Ce fut un certain 8 juin 1971, l’université Lovanium, fleuron de l’élite congolaise est brutalement vidée de ses étudiants zaïrois, enrôlés de force dans l’armée sur ordre du président Mobutu.
Environ 2 800 jeunes hormis quelques volontaires, des prêtres et des religieuses sont conduits dans des camps militaires, accusés d indiscipline et d’immaturité.
Cette décision, prise sans procès ni dialogue, visait à briser l’esprit critique naissant dans les universités. Les premières semaines furent marquées des conditions de vie éprouvantes, des brimades et des humiliations. Pourtant, au fil du temps, une certaine familiarité va s’installer entre étudiants et soldats, certains découvrant des liens tribaux ou familiaux.
Trois mois plus tard, les étudiants seront de nouveau renvoyés sur les campus, désormais sous statut militaire avec le grade de sergent.
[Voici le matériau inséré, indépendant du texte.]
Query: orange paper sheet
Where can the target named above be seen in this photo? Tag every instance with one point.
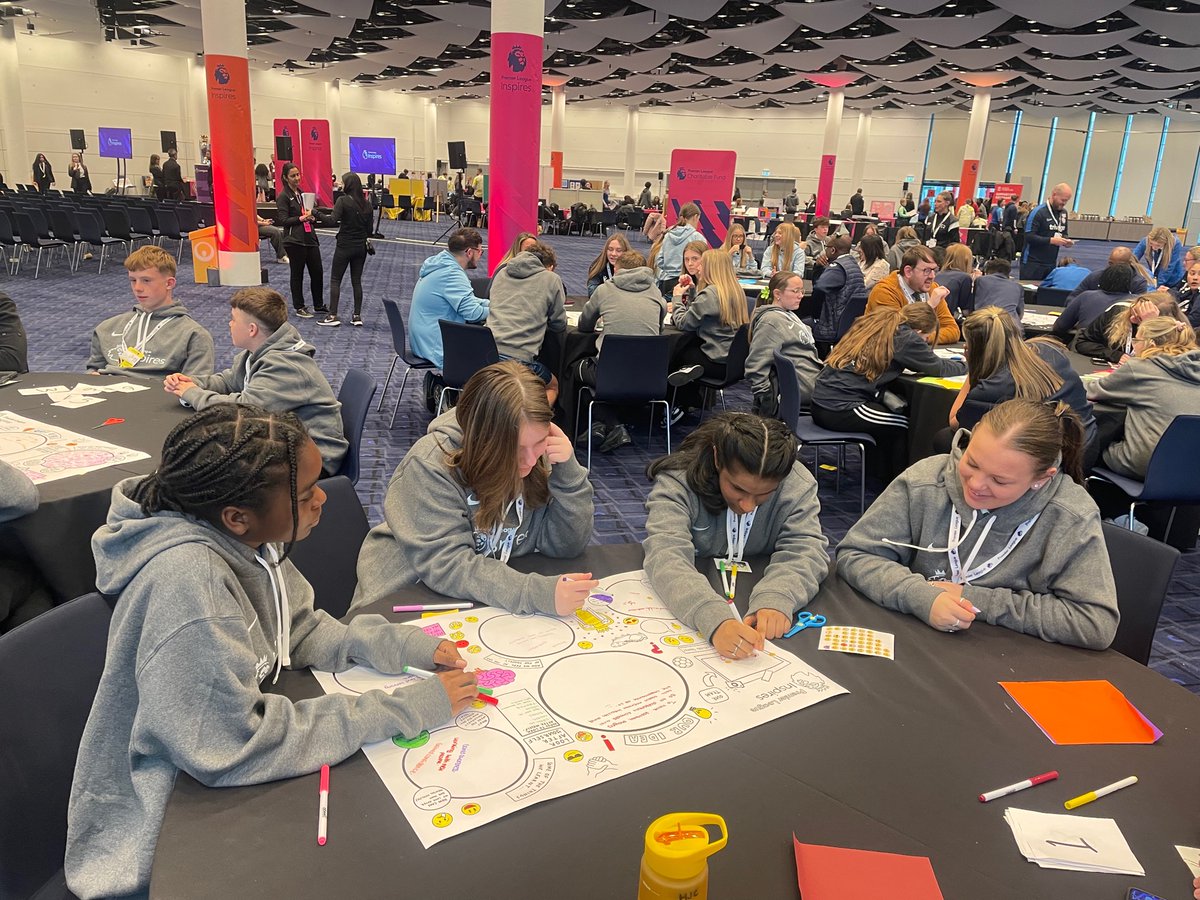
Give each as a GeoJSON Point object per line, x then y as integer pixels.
{"type": "Point", "coordinates": [1083, 712]}
{"type": "Point", "coordinates": [844, 874]}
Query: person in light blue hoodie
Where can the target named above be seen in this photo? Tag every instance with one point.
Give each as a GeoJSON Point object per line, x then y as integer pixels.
{"type": "Point", "coordinates": [669, 261]}
{"type": "Point", "coordinates": [443, 292]}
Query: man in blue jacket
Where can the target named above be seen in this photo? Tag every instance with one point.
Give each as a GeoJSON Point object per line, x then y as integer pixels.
{"type": "Point", "coordinates": [443, 292]}
{"type": "Point", "coordinates": [1045, 231]}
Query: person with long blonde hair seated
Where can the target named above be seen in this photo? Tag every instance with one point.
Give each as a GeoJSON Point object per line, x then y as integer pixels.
{"type": "Point", "coordinates": [738, 250]}
{"type": "Point", "coordinates": [1157, 383]}
{"type": "Point", "coordinates": [786, 252]}
{"type": "Point", "coordinates": [604, 267]}
{"type": "Point", "coordinates": [715, 315]}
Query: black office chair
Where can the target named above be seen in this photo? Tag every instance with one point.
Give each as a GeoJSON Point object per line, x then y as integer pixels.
{"type": "Point", "coordinates": [1143, 570]}
{"type": "Point", "coordinates": [49, 669]}
{"type": "Point", "coordinates": [328, 557]}
{"type": "Point", "coordinates": [735, 367]}
{"type": "Point", "coordinates": [465, 351]}
{"type": "Point", "coordinates": [358, 389]}
{"type": "Point", "coordinates": [630, 370]}
{"type": "Point", "coordinates": [400, 345]}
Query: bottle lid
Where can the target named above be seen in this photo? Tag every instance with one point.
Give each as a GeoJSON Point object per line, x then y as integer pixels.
{"type": "Point", "coordinates": [678, 845]}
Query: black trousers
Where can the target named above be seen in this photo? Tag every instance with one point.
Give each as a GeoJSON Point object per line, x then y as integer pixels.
{"type": "Point", "coordinates": [300, 257]}
{"type": "Point", "coordinates": [342, 258]}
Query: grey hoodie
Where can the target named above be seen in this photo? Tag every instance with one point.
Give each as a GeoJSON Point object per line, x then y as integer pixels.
{"type": "Point", "coordinates": [180, 345]}
{"type": "Point", "coordinates": [1056, 583]}
{"type": "Point", "coordinates": [630, 304]}
{"type": "Point", "coordinates": [679, 528]}
{"type": "Point", "coordinates": [195, 634]}
{"type": "Point", "coordinates": [281, 377]}
{"type": "Point", "coordinates": [526, 301]}
{"type": "Point", "coordinates": [1153, 391]}
{"type": "Point", "coordinates": [774, 328]}
{"type": "Point", "coordinates": [429, 532]}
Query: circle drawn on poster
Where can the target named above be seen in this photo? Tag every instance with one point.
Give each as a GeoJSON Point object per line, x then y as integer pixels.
{"type": "Point", "coordinates": [641, 693]}
{"type": "Point", "coordinates": [467, 763]}
{"type": "Point", "coordinates": [526, 636]}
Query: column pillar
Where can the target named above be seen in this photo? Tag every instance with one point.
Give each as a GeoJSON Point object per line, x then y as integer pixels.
{"type": "Point", "coordinates": [227, 79]}
{"type": "Point", "coordinates": [829, 149]}
{"type": "Point", "coordinates": [341, 155]}
{"type": "Point", "coordinates": [557, 131]}
{"type": "Point", "coordinates": [861, 141]}
{"type": "Point", "coordinates": [977, 130]}
{"type": "Point", "coordinates": [631, 153]}
{"type": "Point", "coordinates": [18, 160]}
{"type": "Point", "coordinates": [515, 131]}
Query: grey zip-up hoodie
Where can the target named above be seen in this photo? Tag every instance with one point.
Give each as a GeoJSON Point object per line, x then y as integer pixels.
{"type": "Point", "coordinates": [1153, 391]}
{"type": "Point", "coordinates": [1056, 583]}
{"type": "Point", "coordinates": [429, 532]}
{"type": "Point", "coordinates": [703, 316]}
{"type": "Point", "coordinates": [774, 328]}
{"type": "Point", "coordinates": [181, 345]}
{"type": "Point", "coordinates": [281, 377]}
{"type": "Point", "coordinates": [526, 301]}
{"type": "Point", "coordinates": [630, 304]}
{"type": "Point", "coordinates": [197, 630]}
{"type": "Point", "coordinates": [679, 528]}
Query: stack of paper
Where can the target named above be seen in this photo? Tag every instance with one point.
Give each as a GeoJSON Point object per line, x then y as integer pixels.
{"type": "Point", "coordinates": [1075, 843]}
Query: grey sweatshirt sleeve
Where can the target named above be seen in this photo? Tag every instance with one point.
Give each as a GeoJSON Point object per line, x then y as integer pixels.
{"type": "Point", "coordinates": [18, 495]}
{"type": "Point", "coordinates": [1078, 601]}
{"type": "Point", "coordinates": [799, 561]}
{"type": "Point", "coordinates": [429, 522]}
{"type": "Point", "coordinates": [881, 570]}
{"type": "Point", "coordinates": [671, 558]}
{"type": "Point", "coordinates": [565, 526]}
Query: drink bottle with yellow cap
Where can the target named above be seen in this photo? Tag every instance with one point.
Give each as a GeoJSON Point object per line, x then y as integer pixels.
{"type": "Point", "coordinates": [675, 865]}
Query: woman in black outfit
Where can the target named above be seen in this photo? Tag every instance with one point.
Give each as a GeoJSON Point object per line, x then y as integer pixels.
{"type": "Point", "coordinates": [353, 211]}
{"type": "Point", "coordinates": [43, 175]}
{"type": "Point", "coordinates": [300, 241]}
{"type": "Point", "coordinates": [156, 175]}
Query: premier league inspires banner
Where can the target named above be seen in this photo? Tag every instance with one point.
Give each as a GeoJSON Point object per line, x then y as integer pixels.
{"type": "Point", "coordinates": [705, 178]}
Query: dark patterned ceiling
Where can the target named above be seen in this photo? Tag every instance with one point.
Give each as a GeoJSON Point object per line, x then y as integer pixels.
{"type": "Point", "coordinates": [1096, 55]}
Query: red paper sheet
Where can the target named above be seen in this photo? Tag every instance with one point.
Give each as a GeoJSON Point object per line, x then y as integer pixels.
{"type": "Point", "coordinates": [1083, 712]}
{"type": "Point", "coordinates": [844, 874]}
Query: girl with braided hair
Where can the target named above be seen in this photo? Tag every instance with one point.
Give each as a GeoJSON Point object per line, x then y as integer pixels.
{"type": "Point", "coordinates": [209, 607]}
{"type": "Point", "coordinates": [730, 491]}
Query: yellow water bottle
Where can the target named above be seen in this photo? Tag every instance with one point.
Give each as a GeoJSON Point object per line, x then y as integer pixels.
{"type": "Point", "coordinates": [675, 865]}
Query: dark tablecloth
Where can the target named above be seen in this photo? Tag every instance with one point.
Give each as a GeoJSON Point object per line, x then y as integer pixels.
{"type": "Point", "coordinates": [895, 766]}
{"type": "Point", "coordinates": [58, 537]}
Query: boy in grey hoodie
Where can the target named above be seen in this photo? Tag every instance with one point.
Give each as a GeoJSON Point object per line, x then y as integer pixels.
{"type": "Point", "coordinates": [1054, 581]}
{"type": "Point", "coordinates": [275, 370]}
{"type": "Point", "coordinates": [205, 616]}
{"type": "Point", "coordinates": [159, 336]}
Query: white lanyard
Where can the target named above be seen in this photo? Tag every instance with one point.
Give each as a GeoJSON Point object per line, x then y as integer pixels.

Cette mesure s’inscrivait dans une politique plus large de contrôle de l’enseignement supérieur, culminant avec la création de l’Université nationale du Zaïre (UNAZA) en août 1971, fusionnant les universités de Kinshasa, Lubumbashi et Kisangani.
Aujourd’hui, 54 ans après, cet épisode reste un symbole de la répression politique et de la volonté d’étouffer la pensée critique sous Mobutu . Il rappelle l’importance de préserver l’autonomie des institutions académiques et la liberté d’expression, piliers essentiels d’une société démocratique.